Federal Labor Standards and Your Small Business

Last year, the Department of Labor released a proposed rule change to the Fair Labor Standards Act (FLSA) regarding overtime wages for salaried employees which could affect the wages of up to five million Americans. The Columbus Chamber understands that these changes can have a dramatic effect on the financial health of your company, so we have created an outline that breaks down the proposed changes to the law and what it means for your business:

William McKelvey


Under current law, salaried employees who make less than $23,660 per year are subject to time-and-a-half overtime wages for any time worked in a week beyond 40 hours. Management, professional and administrative roles that earn below that threshold are exempt from this requirement.

In 2014, the White House called for the Department of Labor to review these thresholds, which had not been changed since 2004.

Proposed Changes

Following the president’s direction, the Department of Labor proposed changes in 2015 that would raise the overtime ceiling to $50,440 annually, and shrink the umbrella of exemptions for those that make under the threshold. To put it simply, an employee that makes under $50,440 annually, and does not perform a primarily managing role, would be subject to time-and-a-half for any time worked per week beyond 40 hours under the new rule.

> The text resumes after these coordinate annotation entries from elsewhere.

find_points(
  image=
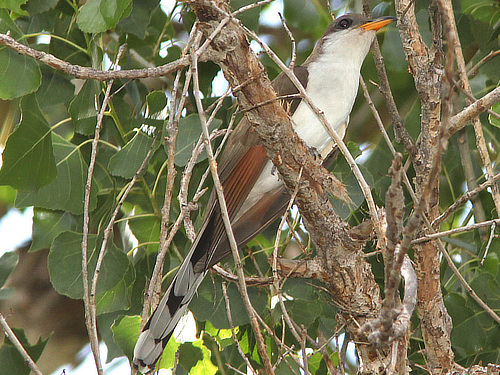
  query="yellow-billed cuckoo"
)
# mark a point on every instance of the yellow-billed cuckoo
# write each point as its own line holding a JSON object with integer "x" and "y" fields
{"x": 254, "y": 195}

The new salary level would also be subject to an annual increase to keep up with inflation and cost of living. There is no small business exemption to this requirement.

Actions Moving Forward

The final rule is set to be announced in summer of 2016, but the details have certainly not been finalized. The Department of Labor is currently reviewing the 300,000+ comments they received from the public following the unveiling of the initial proposal, and the final law will reflect much of that input. The Columbus Chamber will be keeping a sharp eye on new developments, as any changes to current law could have a large impact on businesses large and small, alike.